A global survey by financial giant Fidelity Investments revealed that in a male-dominated industry, women beat the guys hands down.
The company scrutinised 8 million customer accounts to discover that women save 0.4% more money than men and coincidentally, earn a 0.4% better return on their investments.
“It is a double whammy,” said Alexandra Taussig, Fidelity’s senior vice president for women investors. “The myth that men are better investors is just that – a myth.”
Taussig explained the percentage gap may seem narrow, but over a lifetime of saving, the difference is marked.
Think of Susie
The firm worked out that a man and a woman both on a $50,000 a year salary starting to save at 22 years old would see the woman with a fund worth a significant $250,000 more on retirement.
The survey asked customers if they thought men or women had the best investment returns last year.
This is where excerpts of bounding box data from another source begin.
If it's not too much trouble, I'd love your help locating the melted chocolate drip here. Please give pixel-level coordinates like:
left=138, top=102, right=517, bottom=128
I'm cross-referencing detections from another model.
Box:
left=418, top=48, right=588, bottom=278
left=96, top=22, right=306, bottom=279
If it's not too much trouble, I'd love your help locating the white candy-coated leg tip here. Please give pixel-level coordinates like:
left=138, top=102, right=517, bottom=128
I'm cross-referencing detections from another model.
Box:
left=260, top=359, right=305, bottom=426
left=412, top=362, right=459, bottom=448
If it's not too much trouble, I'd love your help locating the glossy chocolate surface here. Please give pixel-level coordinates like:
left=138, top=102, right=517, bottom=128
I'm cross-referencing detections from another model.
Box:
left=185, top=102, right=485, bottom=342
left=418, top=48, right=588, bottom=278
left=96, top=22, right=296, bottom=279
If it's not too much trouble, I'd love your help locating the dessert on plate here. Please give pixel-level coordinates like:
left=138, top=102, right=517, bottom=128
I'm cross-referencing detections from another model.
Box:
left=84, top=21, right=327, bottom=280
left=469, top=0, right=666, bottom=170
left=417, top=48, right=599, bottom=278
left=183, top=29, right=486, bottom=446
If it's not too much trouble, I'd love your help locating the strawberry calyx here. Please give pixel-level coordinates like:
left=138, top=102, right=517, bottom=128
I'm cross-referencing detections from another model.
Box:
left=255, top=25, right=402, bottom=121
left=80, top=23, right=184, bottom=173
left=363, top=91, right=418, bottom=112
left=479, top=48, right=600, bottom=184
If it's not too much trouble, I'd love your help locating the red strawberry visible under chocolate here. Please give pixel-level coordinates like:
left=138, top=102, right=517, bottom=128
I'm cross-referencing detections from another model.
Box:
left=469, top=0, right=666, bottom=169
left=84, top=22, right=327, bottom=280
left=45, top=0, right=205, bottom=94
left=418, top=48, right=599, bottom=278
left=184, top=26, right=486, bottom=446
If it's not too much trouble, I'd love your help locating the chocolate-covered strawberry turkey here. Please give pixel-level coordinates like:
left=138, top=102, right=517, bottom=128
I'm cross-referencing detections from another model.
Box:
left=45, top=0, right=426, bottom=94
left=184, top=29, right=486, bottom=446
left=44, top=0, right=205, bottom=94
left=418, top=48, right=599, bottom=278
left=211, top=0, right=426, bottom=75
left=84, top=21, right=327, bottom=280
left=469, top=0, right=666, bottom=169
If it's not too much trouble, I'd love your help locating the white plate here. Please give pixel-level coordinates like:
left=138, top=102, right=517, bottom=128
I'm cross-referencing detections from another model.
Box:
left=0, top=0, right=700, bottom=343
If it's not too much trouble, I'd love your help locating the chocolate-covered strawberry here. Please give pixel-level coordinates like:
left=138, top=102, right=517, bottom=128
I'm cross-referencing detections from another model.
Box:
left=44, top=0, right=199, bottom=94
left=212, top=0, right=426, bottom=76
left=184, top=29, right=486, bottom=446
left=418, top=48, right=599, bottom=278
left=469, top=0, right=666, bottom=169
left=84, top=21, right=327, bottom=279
Only 9% thought women were on top, while half thought the victors would be men.
“When women actually take the step of investing, they do a good job,” says Kathleen Murphy, president of personal investing at Fidelity. “It doesn’t surprise us, but I think it will surprise them. The issue is: How do we get women to have the confidence in themselves to take care of something that is fundamental to their future well-being?”
The survey results have had such a profound impact on thinking at Fidelity that marketers now write all their promotional material with a 39 year old customer called Susie in mind.
Men come to heel
She represents the target customer the company so desperately seeks and feels has been ignored for far too long.
To demonstrate the disparity between men and women, Fidelity believes financial services is a male dominated industry aimed at men. Wall Street follows the mould. Less than 10% of American fund managers are women and their number has slowly declined since 2006.
“Everyone in the company knows Susie and says we need to walk in Susie’s high heels,” Murphy says. “Whether it’s financial planning or saving for retirement or retirement income, we pause and ask if this will meet Susie’s standards.”